Bela aula e excelente foco para ser observado por quem gosta de relógios além das "meras" marcas (colocado entre aspas apenas para enfatizar e não para criticar, é claro).

A história, a evolução, a construção e a mecânica, os porquês.

Grato, Flavio!

Alberto

rpaoliello


ogum777


flávio

Uma foto divulgada hoje dos belíssimos relógios feitos pelo Marco Lang em Dresden. Sim, ele segue todo padrão alemão. Hoje, infelizmente, se a pessoa quer relógio com muita, mas muita cara de alemão, só nos independentes...  :P




Flávio

flávio

Desenterrei o tópico porque a nova Moritz Grossman está com site também novo.

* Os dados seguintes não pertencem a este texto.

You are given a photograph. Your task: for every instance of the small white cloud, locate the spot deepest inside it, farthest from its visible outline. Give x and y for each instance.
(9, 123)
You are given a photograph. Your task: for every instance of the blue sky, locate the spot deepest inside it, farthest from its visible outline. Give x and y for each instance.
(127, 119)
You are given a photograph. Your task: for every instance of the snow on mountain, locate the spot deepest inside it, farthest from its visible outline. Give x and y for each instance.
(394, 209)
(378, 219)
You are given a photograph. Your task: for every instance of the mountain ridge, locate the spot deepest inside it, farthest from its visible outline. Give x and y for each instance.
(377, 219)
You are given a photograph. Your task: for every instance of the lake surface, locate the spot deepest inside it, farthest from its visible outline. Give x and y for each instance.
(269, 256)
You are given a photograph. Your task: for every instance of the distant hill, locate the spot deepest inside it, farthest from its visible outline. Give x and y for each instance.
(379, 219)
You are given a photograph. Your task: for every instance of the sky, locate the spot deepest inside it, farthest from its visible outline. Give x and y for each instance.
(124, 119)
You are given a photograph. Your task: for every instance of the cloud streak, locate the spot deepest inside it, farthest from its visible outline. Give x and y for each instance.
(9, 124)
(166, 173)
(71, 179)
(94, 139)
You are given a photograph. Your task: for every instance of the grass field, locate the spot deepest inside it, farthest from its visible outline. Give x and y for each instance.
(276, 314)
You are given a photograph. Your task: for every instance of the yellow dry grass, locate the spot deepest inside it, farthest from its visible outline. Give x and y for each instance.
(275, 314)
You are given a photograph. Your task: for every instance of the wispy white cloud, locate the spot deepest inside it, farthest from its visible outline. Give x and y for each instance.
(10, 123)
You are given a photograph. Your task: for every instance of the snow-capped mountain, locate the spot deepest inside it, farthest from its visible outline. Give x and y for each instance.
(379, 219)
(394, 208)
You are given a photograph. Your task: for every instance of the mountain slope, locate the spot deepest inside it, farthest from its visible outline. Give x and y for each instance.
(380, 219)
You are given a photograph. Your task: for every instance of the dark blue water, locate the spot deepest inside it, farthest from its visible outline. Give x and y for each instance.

http://www.grossmann-uhren.com/?lang=en


Flávio

pedrobsb

Flavio, tomei a liberdade de comentar nesse topico para "upar" ele, pois é uma AULA muito interessante, assim como seu texto sobre os relogios alemães citado no inicio do topico e disposto no site-mãe.
Abraço

Pedro

flávio

Mais uma desenterrada, pois publicaram uma visita à fábrica no TZ

http://forums.timezone.com/index.php?t=tree&goto=7296213&rid=12189#msg_7296213

Caras, esses relógios são bonitos demais, muito bonitos e, na minha singela opinião, com um visual mais "alemão" do que o que hoje é o padrão, entenda-se, Langes e GO.


Flávio

AlexandreMed

flavio
vc ta de ferias eh???
pense num mouse nervoso..  nos q agradecemos!!!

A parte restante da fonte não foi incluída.